A certain imprecision of control of the speech sounds one produces is a consequence of necessarily being unable to hear those sounds until it is too late to correct them, and the means of correction being the adjustment of reference values for tactile and kinesthetic perceptions which, at least consciously, feel rather vague and imprecise. This contributes to the great variability of observed and quantifiable acoustic outputs and articulatory targets and efforts toward them, variability which nonetheless is good enough for speaker and hearer to agree as to what words were spoken (sometimes with repetition).
Agreement as to the association of non-language perceptions with those utterances is another matter. Associative memory seems not to be a control process, though the establishment, strengthening or weakening, and above all the purposeful reconstruction of memory probably involves control processes of the midbrain. Bill’s concepts of a Category Level and his actual example in B:CP of what he considered Program Control (looking for his glasses in places that came to mind from memory as he moved around the room) involve this murky area that has been rather neglected in PCT.

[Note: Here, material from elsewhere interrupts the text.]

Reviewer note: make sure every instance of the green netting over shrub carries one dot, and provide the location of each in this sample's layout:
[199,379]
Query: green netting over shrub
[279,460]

In the above table and proposed database, perceptions at successively higher levels increasingly are controlled through environmental feedback paths which include features which are socially stabilized, or are themselves collectively controlled as in the case of language. This is only to acknowledge that we live in a built environment, that what is built must be maintained, and that humans rather than natural processes control the maintenance of human constructs. Collectively controlled perceptions are the invisible water in which we cosseted swim. The table and database must accommodate this.